A su capitán, Valentino Mazzola, le hablaban de usted en la calle. Era tanto el respeto que incluso atravesaba el Atlántico. En Buenos Aires, recuerda, también se referían a ellos de esa manera. Eran ídolos, galanes, estrellas.

Todos esos magos, atrevidos, eran el luminoso testimonio del distinguido fútbol italiano, acaso el más vistoso del mundo por aquella época. En ese juego optimista y ofensivo habían basado cuatro títulos de liga y estaban a cuatro fechas de conseguir el quinto en fila.

Pero el 4 de mayo de 1949, a las 17:05, cuando el Torino AC volaba de regreso de Lisboa, el avión se estrelló. Murieron todos. La nave golpeó la pared posterior de la Basílica de Superga, a 20 kilómetros de Turín. Perdieron la vida los 18 futbolistas, dirigentes, acompañantes, pasajeros y tres periodistas, uno ellos, Renato Casalbore, el fundador del Tutto Sport.

El funeral juntó a más de medio millón de personas y desencadenó la solidaridad de todo el fútbol. En el Calcio, donde era líder, lo proclamaron campeón y sus últimos cuatro rivales se presentaron con equipos menores para enfrentar a los también juveniles del Torino. Igual ganaron.

Pero el tema trágico, dice mi amigo, fue al año siguiente. La selección de Italia, bicampeona del mundo, tendría que viajar a Brasil ya sin el cuadro que muchos daban como seguro campeón y futuro poseedor eterno de la Copa Jules Rimet.

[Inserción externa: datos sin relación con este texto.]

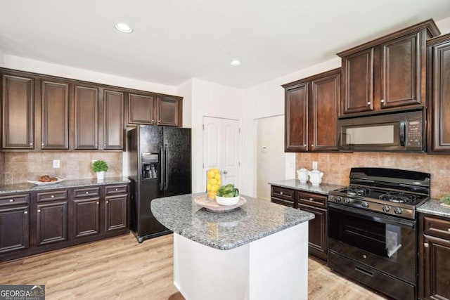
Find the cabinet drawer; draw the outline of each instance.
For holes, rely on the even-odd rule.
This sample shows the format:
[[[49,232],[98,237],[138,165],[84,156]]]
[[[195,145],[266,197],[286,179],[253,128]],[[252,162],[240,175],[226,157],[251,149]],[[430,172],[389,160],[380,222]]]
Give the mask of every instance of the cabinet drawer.
[[[53,200],[65,200],[68,199],[68,190],[52,190],[49,192],[40,192],[36,195],[38,202]]]
[[[280,188],[278,186],[272,186],[272,196],[277,198],[285,199],[286,200],[294,201],[294,195],[295,190],[290,188]]]
[[[276,198],[272,197],[271,198],[271,202],[273,203],[276,203],[277,204],[284,205],[285,207],[294,207],[294,202],[285,200],[284,199]]]
[[[83,198],[85,197],[99,196],[100,187],[86,188],[75,188],[73,190],[74,198]]]
[[[0,207],[30,203],[30,194],[11,195],[0,196]]]
[[[297,193],[297,202],[317,207],[326,207],[326,196],[322,195],[299,192]]]
[[[450,239],[450,220],[424,216],[423,226],[425,233]]]
[[[105,187],[105,195],[126,194],[127,186],[127,185],[106,186]]]

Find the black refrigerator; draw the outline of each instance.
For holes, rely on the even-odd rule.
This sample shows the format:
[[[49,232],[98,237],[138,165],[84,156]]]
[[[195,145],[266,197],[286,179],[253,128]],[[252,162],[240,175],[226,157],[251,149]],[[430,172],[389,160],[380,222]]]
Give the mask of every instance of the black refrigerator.
[[[191,193],[191,129],[138,125],[128,131],[130,227],[139,242],[171,233],[153,216],[153,199]]]

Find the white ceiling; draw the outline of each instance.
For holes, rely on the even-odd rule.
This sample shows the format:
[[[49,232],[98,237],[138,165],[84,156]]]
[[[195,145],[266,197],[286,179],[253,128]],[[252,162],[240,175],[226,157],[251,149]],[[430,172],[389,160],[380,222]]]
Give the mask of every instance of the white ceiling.
[[[448,17],[449,0],[1,0],[0,51],[170,86],[198,78],[244,89]]]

Todo se oscureció. No había equipo para competir en el Mundial y, por superstición, decidieron viajar a Brasil en barco, lo que acabó con la condición física. Con esas desventajas, el equipo únicamente se puso como meta no ser humillado. Jugaron metidos atrás, cambiaron la táctica casi universal de 2-3-5 por algo parecido al 5-5, renunciando al ataque. Tan mal no les fue, por cierto. Perdieron 3-2 ante Suecia y derrotaron 2-0 a Paraguay. No calificaron a segunda ronda.

Había nacido el Catenaccio. Ya Suiza había apostado por algo similar en los treinta, y la misma Francia lo nombraba Verrou cuando participaron en el Mundial del ’38. Pero en Italia, después de 1950, gustó y se popularizó, sobre todo en la zona de los Alpes. Pádova, Treviso y todos los equipos que se entendían como chicos lo comenzaron a practicar casi de inmediato.

“El Catenaccio es descendiente de la tragedia”, remató el viejo.

2 comentarios

  1. Allan jueves 26, abril 2012 at 14:03

    Grosso artículo Jairo, grosso en verdad. Gracias.

  2. Jairo Martínez sábado 28, abril 2012 at 16:52

    N’ombre, gracias a ti Allan, siempre por acá. Saludos.